CPRS: Text Integration Utilities (TIU)
Overview
Text Integration Utilities (TIU) simplifies the use and management of clinical documents for both clinical and administrative medical facility personnel. In connection with Authorization/Subscription Utility (ASU), a facility can set up policies and practices for determining who is responsible or has the privilege for performing various actions on required documents.
The Version 1.0 release included Discharge Summary and Progress Notes. With the release of
CPRS and Consults/Request Tracking, TIU has been upgraded to integrate with these packages.
Features
- Provides boilerplate functionality for the automatic fill-in of information from VistA files into TIU documents. Boilerplates and embedded objects can be set up for specific types of documents for specific clinical needs.
- Interfaces with the Computerized Patient Record System (CPRS): the template utilities in the GUI version of CPRS allow speedy point-and-click composition of notes, consults, and summaries.
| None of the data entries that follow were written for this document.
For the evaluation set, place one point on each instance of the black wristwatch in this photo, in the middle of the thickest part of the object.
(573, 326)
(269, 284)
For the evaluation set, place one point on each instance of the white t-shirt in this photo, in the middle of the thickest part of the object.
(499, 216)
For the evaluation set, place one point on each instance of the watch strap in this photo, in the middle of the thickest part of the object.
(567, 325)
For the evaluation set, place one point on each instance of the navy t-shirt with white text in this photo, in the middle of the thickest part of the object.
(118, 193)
Templates can be set up for specific types of documents for specific clinical needs. Interfaces with Problem List, Automated Information Capture System (AICS), Patient Care Encounter (PCE), Authorization/Subscription Utility (ASU), Incomplete Record Tracking, Health Summary, and Visit Tracking. Uses a standardized and common user interface, which allows clinicians and others to retrieve many kinds of documents from a single source.
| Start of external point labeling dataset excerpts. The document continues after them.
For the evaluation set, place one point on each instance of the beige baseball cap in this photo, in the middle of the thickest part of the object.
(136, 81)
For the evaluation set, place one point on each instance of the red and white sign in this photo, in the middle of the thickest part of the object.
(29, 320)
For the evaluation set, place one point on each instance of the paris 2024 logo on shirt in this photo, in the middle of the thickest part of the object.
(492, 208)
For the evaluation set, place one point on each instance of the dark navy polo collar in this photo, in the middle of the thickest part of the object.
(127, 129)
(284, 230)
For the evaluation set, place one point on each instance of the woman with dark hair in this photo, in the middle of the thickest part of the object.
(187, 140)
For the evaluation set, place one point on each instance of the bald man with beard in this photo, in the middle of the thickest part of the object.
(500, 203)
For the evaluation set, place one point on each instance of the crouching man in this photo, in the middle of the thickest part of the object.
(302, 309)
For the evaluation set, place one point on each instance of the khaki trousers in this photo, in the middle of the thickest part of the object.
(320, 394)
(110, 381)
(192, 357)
- Enables healthcare practitioners to enter interdisciplinary notes regarding a single episode of care for a patient. This is accomplished through the addition of a level to the tree structure where a note can have children (subordinate entries) and each of the children can have a different author. This provides for more complete patient records and facilitates input from a variety of practitioners regarding a single episode of care.
- Interfaces with VistA Imaging allowing clinicians to link TIU documents to all types of clinical images such as X-rays, MRIs, and CAT scans.
- Uses an integrated database, which lets clinicians, quality management staff, researchers, and management search for and retrieve clinical documents more efficiently because documents reside in a single location within the database.
- Permits document input from a variety of data capture methodologies such as transcription, direct entry through CPRS or the TIU package, or upload of ASCII formatted documents into VistA.
- Uses a uniform file structure for storage of documents and management of document types.
- Uses a consistent file structure for defining elements and parameters of a document.
- Allows a variety of user actions, such as entry, edit, electronic signature, addenda, browse, notifications, etc.
- Allows a variety of management functions, including amendment, deletion, and identification of signature surrogate, re-assignment, and administrative authentication.
- Follows HL7 interface and other communication standards.